We finished our classes and was assigned a caseworker named Judy Schock.  She helped us create our homestudy and walked us through the process.  In Oregon, each child is given a committee who helps to find them a home.  Caseworkers present their families for consideration.  Three good families are chosen for the child, and then the committee meets to choose the best family for that child.  I like that idea. It is backwards from how most people think adoptions happen – where the parent chooses the child.
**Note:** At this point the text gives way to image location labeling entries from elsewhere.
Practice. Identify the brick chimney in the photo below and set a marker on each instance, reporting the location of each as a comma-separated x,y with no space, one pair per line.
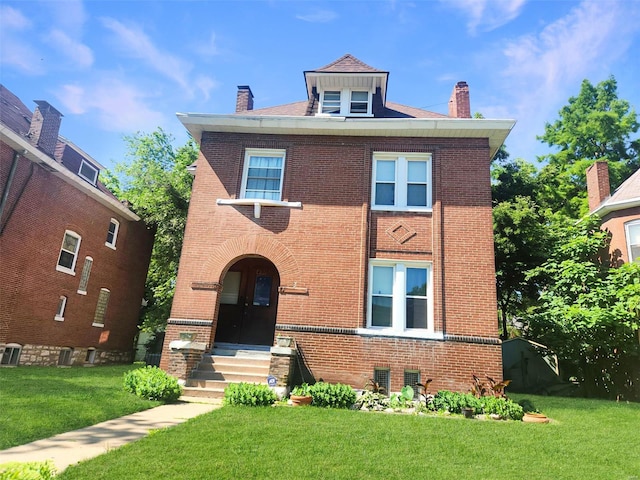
244,100
459,106
45,126
598,186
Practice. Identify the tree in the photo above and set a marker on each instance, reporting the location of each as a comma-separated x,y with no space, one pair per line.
589,311
595,125
157,184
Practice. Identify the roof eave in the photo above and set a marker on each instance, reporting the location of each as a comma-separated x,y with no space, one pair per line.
27,150
496,130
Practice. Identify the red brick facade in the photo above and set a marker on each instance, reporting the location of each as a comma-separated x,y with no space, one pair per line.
40,207
322,252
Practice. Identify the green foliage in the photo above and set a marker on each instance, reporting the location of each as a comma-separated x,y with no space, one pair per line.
589,312
157,184
152,383
27,471
594,125
249,394
332,395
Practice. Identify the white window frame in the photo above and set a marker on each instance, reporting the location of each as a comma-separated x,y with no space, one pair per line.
398,322
94,177
262,152
401,181
84,276
112,244
62,268
101,311
345,102
62,305
12,357
635,224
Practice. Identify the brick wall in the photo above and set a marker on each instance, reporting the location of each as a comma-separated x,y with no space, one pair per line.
39,210
324,246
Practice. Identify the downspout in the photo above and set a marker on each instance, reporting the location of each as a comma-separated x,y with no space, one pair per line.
7,186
But as we were living through that experience, I hated it!  Every time we were presented for a child, we were chosen to be on the committee.  But then every committee chose a different family.  I think we lost track of how many committees we were part of (our part was simply to pray and wait for the phone call) but I remember the first one like it was last week.  It was a sibling pair – Michael & Emily – who were 3 and an infant.  We were camping on vacation while the committee was taking place.  We called Judy in eager anticipation.  We were devastated to find out we weren’t chosen.  Of course, now I can look back and see God’s hand in it…but at that point it was another loss to grieve.

In April 1996, we finally told Judy that we couldn’t do this anymore.  It was too painful.  We had concerns that children weren’t being placed with us because Eric was a pastor.  Feedback we were given confirmed there was some prejudice that we were unable to confront due to the system.  Judy had put us in for one more committee so we agreed to go forward with that one.  While in the early committees we were asking for as much information as possible, by this time we were asking her to keep the facts to herself so that we would not invest our hearts as much.  All we knew was that this was a committee for a blond boy of 15 mos old who wore glasses.

I remember it was a Friday.  I was at work at the Columbia Gorge Community College Library.  I remember it was a quiet day in the library.  I was trying not to think about the committee.

I received a phone call from Judy and I, sadly, cant’ remember her words!  But I remember that the librarian just knew by the look on my face!  I was pretty shocked!  I tried to call Eric at the church but he wasn’t there.  I remembered that he was going to do some visitations that afternoon, so I tried to hunt him down.  I found out he was on his way to see our friend Gregg.  But when I called Gregg, he hadn’t arrived yet.  I ended up telling Gregg and Dixie our news.  And Gregg ended up telling Eric. He greeted him on the porch with “Hi Daddy!”…I imagine it took Eric a bit to figure that out.

Judy said there was a video tape of J1 and if we could get to Hood River by 4:30 we could pick it up – otherwise we’d have to wait for Monday.  Of course, we rushed right over!  We had a celebratory meal at our favorite Chinese restaurant in Hood River and then rushed home to watch the video.  It was short and left us wishing for more!

We thought the waiting was over….but it hadn’t.